“确实是好天气。”他轻声说。
此时正在中心大厦顶层的湛云青却不这么觉得。楼层太高导致阳光毫无遮挡,哪怕冷气开到18度,都觉得皮肤要被晒到融化。
他按了下遥控,将窗帘拉上。正方形的阳光逐渐收缩,室内很快归于昏暗,他踢了踢脚下“服侍”着他的人,说:“我不想做了。”
“怎么了?”那人茫然地抬头,行为被突然中止使他看起来很可怜。
“我要去接一个人。”湛云青轻轻笑了声,点了一支烟衔在嘴里,轻飘飘地说:“帮我穿衣服。”
那人当然不敢多说什么,替湛云青将衣服都穿好,将头发也梳理好。湛云青还算满意地点了点头,说:“你跟我一起。”
“去哪?”
“中心医院。
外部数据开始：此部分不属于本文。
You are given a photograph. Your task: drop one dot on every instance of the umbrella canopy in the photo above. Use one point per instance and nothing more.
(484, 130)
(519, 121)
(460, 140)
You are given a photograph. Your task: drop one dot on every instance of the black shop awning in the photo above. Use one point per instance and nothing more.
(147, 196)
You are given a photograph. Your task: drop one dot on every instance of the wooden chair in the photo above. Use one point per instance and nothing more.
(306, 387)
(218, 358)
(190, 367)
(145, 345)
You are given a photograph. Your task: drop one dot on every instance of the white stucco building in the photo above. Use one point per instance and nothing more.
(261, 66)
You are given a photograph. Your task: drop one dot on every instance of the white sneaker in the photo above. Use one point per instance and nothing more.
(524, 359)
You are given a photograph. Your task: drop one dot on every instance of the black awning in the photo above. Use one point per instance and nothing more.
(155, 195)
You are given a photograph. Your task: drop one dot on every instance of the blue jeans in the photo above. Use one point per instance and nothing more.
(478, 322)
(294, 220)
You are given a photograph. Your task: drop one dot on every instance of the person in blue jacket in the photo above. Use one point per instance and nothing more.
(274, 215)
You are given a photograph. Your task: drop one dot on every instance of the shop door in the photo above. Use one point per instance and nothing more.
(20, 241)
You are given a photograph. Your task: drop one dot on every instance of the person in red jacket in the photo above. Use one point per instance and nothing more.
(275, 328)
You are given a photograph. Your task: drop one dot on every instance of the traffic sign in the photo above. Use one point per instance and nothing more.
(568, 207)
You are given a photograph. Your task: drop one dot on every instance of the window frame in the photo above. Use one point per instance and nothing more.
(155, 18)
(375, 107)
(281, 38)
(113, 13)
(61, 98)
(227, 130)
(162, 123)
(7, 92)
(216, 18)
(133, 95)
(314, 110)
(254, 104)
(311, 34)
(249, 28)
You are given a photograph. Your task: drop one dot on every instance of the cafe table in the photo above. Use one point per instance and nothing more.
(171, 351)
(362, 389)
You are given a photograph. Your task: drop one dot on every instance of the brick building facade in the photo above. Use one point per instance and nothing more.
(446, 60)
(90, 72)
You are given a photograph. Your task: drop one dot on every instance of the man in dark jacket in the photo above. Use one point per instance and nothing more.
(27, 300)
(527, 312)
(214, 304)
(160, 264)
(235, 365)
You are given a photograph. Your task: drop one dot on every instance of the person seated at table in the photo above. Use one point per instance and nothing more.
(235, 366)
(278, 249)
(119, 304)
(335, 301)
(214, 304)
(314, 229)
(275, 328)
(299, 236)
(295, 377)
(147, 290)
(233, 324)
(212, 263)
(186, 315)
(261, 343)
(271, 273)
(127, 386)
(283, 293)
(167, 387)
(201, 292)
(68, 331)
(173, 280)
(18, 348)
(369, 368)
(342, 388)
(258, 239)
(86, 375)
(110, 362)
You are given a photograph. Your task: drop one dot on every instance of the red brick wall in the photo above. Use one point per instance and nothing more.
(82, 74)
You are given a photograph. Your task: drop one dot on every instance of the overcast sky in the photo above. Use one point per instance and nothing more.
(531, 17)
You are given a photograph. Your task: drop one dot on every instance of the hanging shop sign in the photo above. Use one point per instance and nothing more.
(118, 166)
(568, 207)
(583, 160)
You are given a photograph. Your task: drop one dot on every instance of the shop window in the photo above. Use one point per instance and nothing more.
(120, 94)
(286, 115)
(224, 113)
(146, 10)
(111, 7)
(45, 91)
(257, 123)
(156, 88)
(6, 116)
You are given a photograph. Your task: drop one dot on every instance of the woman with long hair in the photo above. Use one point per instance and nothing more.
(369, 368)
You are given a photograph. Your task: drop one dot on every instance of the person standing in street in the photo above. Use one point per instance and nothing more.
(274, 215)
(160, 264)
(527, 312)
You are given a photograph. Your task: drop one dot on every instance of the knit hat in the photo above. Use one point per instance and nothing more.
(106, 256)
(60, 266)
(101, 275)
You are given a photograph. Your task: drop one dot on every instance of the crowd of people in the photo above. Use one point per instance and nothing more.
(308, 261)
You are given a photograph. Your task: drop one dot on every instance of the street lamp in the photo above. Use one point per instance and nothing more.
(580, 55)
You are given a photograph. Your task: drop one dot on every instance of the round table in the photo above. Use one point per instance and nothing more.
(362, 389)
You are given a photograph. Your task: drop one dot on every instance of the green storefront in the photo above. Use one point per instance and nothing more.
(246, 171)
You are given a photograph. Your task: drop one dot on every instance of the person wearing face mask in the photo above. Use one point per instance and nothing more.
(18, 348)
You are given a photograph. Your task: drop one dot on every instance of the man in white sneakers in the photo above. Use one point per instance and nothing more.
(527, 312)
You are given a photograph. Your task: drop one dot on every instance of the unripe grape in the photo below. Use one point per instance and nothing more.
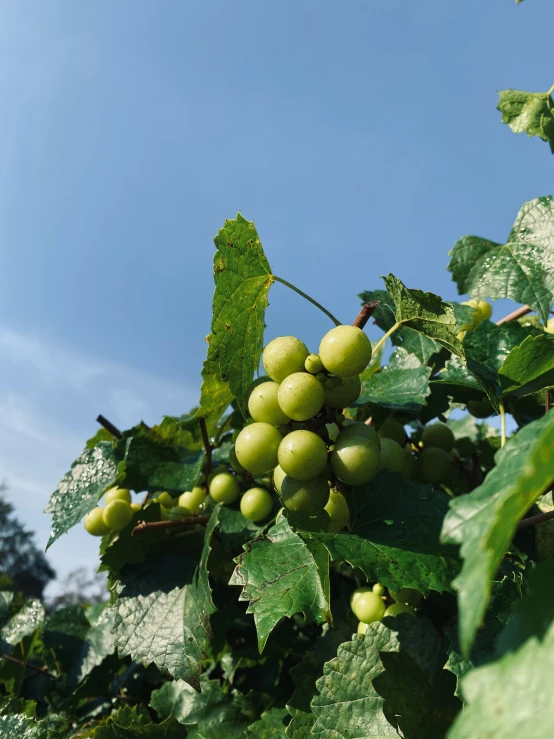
(193, 501)
(438, 435)
(355, 461)
(393, 429)
(256, 447)
(301, 396)
(283, 356)
(344, 394)
(352, 428)
(367, 606)
(224, 488)
(313, 364)
(94, 522)
(345, 351)
(434, 465)
(302, 455)
(117, 514)
(263, 405)
(256, 504)
(117, 494)
(392, 456)
(305, 496)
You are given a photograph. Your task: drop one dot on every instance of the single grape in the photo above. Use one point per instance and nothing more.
(256, 504)
(302, 455)
(344, 394)
(305, 496)
(283, 356)
(368, 606)
(301, 396)
(392, 455)
(434, 465)
(224, 488)
(117, 494)
(355, 461)
(117, 514)
(438, 435)
(313, 364)
(393, 429)
(256, 447)
(264, 406)
(345, 351)
(193, 501)
(94, 522)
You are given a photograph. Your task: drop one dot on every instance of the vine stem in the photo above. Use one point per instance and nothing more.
(307, 297)
(383, 338)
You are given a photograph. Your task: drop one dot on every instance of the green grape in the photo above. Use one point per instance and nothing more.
(480, 408)
(344, 394)
(392, 455)
(224, 488)
(94, 522)
(305, 496)
(256, 447)
(367, 606)
(256, 504)
(393, 429)
(355, 461)
(345, 351)
(434, 465)
(117, 494)
(313, 364)
(283, 356)
(337, 508)
(117, 514)
(352, 428)
(396, 608)
(301, 396)
(193, 501)
(302, 455)
(264, 406)
(438, 435)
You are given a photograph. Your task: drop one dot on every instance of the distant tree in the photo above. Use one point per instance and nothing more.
(20, 559)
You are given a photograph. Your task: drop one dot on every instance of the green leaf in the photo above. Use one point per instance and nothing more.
(162, 612)
(242, 280)
(402, 385)
(155, 461)
(80, 490)
(280, 576)
(520, 269)
(425, 313)
(528, 112)
(394, 535)
(510, 698)
(484, 522)
(529, 367)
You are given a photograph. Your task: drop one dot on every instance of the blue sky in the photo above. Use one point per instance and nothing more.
(361, 137)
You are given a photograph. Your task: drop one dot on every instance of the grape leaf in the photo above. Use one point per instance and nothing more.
(528, 112)
(394, 535)
(529, 367)
(242, 280)
(280, 576)
(162, 612)
(520, 269)
(81, 488)
(484, 521)
(511, 697)
(402, 385)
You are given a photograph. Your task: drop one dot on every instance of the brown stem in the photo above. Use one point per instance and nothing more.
(523, 311)
(109, 427)
(144, 528)
(365, 314)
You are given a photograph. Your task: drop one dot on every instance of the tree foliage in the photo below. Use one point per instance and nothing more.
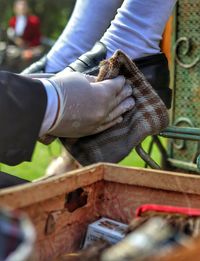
(54, 14)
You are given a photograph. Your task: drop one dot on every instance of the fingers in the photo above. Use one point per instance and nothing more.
(90, 78)
(108, 125)
(112, 87)
(124, 106)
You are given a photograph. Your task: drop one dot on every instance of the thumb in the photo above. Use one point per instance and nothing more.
(115, 85)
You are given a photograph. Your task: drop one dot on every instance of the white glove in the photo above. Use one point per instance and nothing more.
(87, 107)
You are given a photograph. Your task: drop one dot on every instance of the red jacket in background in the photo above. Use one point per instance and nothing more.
(32, 31)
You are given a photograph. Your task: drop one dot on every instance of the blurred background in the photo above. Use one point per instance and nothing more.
(53, 16)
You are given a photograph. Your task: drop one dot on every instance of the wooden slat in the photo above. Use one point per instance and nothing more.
(24, 195)
(171, 181)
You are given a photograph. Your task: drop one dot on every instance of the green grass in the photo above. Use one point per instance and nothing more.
(44, 154)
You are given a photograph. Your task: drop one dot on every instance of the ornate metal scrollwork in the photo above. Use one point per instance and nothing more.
(181, 144)
(186, 41)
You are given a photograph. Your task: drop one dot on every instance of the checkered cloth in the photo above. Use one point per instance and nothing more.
(148, 117)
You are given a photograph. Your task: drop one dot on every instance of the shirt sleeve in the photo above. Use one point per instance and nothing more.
(51, 109)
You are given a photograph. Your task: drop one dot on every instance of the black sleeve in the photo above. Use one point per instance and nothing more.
(22, 107)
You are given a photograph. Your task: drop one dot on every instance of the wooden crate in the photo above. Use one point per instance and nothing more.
(61, 215)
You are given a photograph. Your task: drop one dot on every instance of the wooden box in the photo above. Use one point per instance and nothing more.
(62, 207)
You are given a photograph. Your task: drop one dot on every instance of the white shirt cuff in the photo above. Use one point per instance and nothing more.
(51, 109)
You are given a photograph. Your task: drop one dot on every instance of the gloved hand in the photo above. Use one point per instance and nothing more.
(37, 67)
(87, 107)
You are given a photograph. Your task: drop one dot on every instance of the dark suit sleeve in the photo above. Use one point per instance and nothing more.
(22, 108)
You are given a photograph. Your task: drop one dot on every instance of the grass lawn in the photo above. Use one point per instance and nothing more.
(44, 154)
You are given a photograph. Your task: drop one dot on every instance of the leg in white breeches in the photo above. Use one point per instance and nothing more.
(138, 27)
(89, 21)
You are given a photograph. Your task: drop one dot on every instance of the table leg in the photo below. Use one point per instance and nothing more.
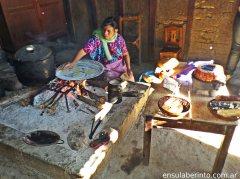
(223, 150)
(147, 140)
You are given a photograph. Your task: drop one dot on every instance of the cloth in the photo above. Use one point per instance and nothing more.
(98, 33)
(94, 47)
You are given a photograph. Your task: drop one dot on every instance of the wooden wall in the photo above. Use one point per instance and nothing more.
(208, 23)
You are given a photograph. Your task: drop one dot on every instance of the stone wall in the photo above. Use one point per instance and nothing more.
(211, 33)
(168, 12)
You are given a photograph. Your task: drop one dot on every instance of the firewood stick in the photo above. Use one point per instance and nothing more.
(97, 98)
(89, 102)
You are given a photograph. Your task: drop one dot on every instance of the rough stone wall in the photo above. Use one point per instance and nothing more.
(105, 9)
(167, 12)
(81, 23)
(211, 34)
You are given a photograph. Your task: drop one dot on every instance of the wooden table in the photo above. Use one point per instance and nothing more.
(198, 119)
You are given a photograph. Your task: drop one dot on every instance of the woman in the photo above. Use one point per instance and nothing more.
(109, 48)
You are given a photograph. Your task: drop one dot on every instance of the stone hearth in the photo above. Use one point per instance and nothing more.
(74, 158)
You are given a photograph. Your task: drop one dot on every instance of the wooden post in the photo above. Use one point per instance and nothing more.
(223, 150)
(151, 29)
(147, 139)
(191, 7)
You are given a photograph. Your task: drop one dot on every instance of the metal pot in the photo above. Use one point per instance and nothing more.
(34, 64)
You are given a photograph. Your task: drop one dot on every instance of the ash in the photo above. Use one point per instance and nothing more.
(29, 118)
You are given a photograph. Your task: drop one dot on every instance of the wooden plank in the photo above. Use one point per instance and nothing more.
(147, 140)
(191, 7)
(223, 150)
(151, 29)
(121, 7)
(191, 125)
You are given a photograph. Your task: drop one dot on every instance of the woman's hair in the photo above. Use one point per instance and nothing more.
(110, 21)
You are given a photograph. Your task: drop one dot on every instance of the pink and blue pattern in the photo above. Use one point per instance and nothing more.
(95, 49)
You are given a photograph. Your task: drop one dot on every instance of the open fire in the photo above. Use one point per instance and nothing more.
(76, 91)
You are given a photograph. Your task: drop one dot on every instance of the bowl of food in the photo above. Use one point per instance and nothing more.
(225, 107)
(174, 106)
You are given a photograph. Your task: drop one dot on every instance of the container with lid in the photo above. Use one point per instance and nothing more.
(34, 64)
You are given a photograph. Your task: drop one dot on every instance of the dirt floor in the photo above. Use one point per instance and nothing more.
(172, 151)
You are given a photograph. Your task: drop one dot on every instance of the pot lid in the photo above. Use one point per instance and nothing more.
(34, 52)
(83, 70)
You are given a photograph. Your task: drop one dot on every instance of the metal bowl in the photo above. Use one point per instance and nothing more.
(184, 102)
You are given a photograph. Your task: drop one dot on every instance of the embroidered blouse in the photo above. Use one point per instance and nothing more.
(94, 48)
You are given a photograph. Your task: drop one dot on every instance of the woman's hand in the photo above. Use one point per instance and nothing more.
(68, 66)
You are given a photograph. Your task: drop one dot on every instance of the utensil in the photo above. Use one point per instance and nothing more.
(83, 70)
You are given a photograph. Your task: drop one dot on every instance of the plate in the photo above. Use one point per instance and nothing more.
(83, 70)
(226, 99)
(184, 102)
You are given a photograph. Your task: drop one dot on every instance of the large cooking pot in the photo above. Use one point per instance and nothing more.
(34, 64)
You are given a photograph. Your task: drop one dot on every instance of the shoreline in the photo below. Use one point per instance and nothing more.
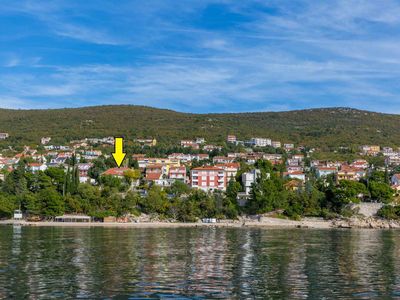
(265, 222)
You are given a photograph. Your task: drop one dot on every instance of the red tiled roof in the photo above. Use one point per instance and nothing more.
(153, 176)
(115, 171)
(228, 165)
(34, 164)
(206, 168)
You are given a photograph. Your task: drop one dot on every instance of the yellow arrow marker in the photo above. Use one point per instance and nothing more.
(119, 155)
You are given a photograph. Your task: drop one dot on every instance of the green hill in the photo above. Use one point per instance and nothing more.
(314, 127)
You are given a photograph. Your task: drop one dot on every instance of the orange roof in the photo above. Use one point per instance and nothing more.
(327, 169)
(115, 171)
(229, 165)
(208, 168)
(153, 176)
(34, 164)
(154, 166)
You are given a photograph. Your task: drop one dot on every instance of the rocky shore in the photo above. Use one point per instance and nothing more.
(369, 222)
(267, 222)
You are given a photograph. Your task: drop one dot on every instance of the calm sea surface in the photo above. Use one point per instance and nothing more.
(204, 263)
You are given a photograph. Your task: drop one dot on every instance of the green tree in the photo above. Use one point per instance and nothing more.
(51, 201)
(380, 191)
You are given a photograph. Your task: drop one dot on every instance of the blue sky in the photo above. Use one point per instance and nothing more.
(201, 56)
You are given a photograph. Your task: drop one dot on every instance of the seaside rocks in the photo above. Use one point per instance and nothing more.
(370, 222)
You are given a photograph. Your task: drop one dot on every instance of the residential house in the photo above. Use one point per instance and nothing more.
(156, 172)
(190, 144)
(231, 139)
(296, 175)
(178, 173)
(231, 169)
(260, 142)
(208, 178)
(371, 150)
(201, 156)
(200, 141)
(395, 180)
(115, 172)
(360, 164)
(147, 142)
(210, 148)
(276, 144)
(181, 157)
(288, 147)
(325, 171)
(45, 140)
(349, 173)
(3, 135)
(83, 169)
(222, 160)
(36, 167)
(250, 178)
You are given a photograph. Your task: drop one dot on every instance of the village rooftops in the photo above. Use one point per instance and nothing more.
(115, 172)
(207, 168)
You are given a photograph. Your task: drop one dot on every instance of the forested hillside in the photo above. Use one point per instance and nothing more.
(314, 127)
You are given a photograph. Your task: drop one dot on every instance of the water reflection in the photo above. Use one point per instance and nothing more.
(198, 263)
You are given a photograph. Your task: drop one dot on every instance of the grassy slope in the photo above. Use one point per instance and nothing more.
(316, 127)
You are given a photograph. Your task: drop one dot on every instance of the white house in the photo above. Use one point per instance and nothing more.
(249, 178)
(36, 167)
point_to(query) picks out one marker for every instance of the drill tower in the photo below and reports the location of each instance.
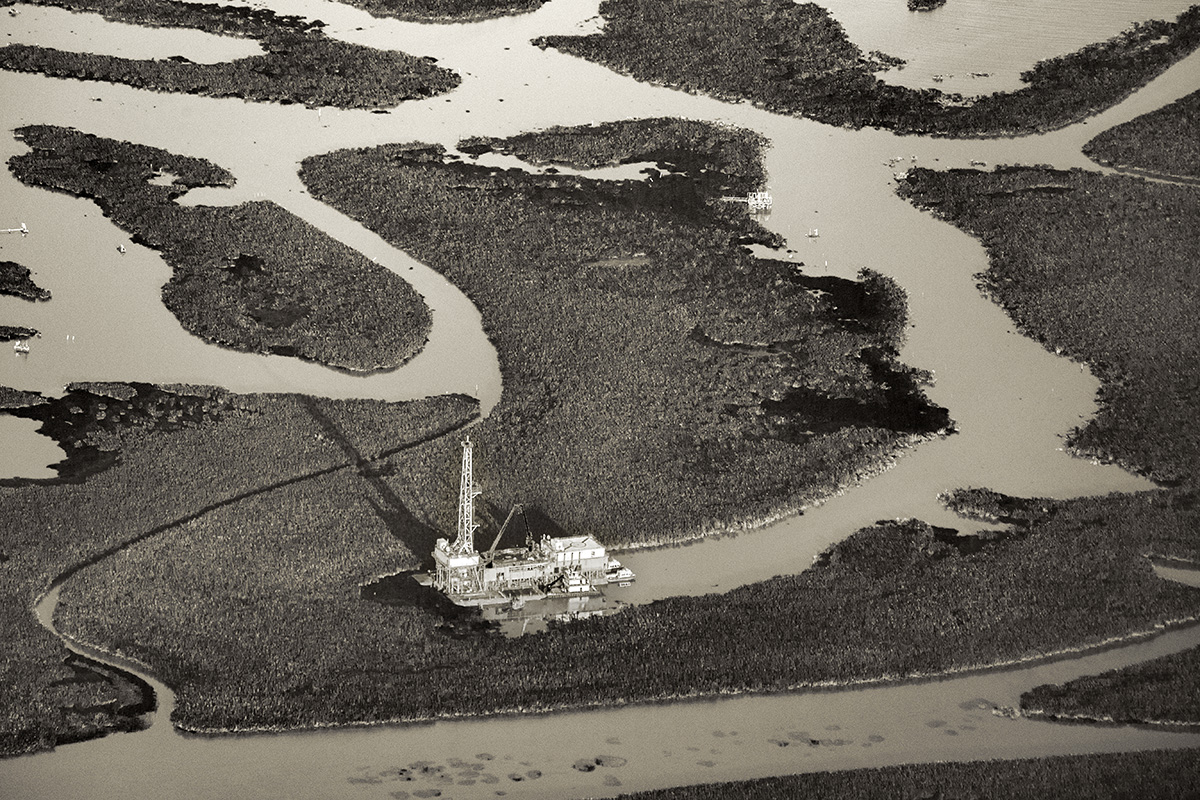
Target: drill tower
(465, 543)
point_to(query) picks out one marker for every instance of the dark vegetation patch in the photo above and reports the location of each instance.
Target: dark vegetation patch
(796, 59)
(647, 402)
(1102, 269)
(10, 332)
(1162, 690)
(16, 281)
(892, 601)
(1164, 142)
(175, 455)
(1157, 774)
(253, 276)
(300, 64)
(445, 10)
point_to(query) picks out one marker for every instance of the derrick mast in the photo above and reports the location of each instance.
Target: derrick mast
(465, 543)
(459, 567)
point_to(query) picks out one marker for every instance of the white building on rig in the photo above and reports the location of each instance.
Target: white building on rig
(562, 565)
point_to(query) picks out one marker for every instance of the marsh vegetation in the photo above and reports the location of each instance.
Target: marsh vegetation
(253, 276)
(1161, 774)
(796, 59)
(660, 382)
(1165, 142)
(300, 64)
(149, 462)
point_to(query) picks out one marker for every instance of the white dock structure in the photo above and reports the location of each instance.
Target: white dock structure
(567, 565)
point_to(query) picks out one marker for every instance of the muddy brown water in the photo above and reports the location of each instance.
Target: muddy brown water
(1012, 401)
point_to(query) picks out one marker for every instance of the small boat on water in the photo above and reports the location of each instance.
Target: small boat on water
(576, 584)
(618, 573)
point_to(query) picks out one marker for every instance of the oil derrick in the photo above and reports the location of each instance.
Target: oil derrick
(465, 543)
(459, 567)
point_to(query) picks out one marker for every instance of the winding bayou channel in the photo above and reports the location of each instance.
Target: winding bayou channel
(1012, 401)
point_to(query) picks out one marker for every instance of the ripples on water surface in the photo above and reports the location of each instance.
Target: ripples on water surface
(985, 36)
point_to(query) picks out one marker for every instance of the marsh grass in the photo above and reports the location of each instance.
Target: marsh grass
(253, 276)
(300, 64)
(796, 59)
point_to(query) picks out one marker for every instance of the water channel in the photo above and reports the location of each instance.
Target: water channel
(1012, 401)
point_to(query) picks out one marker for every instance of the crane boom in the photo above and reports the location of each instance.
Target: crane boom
(503, 528)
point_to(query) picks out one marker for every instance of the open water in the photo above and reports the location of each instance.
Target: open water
(1012, 401)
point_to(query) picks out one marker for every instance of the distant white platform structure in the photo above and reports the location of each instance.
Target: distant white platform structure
(564, 565)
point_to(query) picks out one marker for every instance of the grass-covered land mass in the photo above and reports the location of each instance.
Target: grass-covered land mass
(445, 10)
(1162, 691)
(1103, 269)
(659, 382)
(1165, 142)
(147, 462)
(16, 281)
(796, 59)
(253, 276)
(1156, 774)
(892, 601)
(299, 64)
(10, 332)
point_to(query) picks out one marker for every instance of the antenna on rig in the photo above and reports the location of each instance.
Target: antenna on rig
(465, 545)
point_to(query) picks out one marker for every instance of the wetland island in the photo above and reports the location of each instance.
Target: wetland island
(843, 573)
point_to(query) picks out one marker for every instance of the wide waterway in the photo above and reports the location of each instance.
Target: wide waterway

”湛云青掸了掸烟灰,微微弯起眼睛。
他曾经设想过许多种报复白阮的手段,不乏残忍的血腥的凌虐的,但白阮那句话让他的恨意变得不再纯粹了,又或者是那一把错了位置的刀错误地发泄了他的恨意,使得他认识到他必然不可能再想设想中hela的那样,从□□上摧毁白阮。
因为那样不够。
白阮不是爱他爱得可以为他的自由去死吗?红灯亮起,湛云青踩下刹车,望着澄澈明净的天空,缓缓吐出一个烟圈。那还有什么比踩碎他的心更令人痛快的事情?
中心医院门口,白阮几乎抱不住手里的花束。怀中挤挤攘攘的花朵让他看不清脚下的路,他慢慢地往前走去,边应付着记者的提问,露出完美的不失分寸的笑容。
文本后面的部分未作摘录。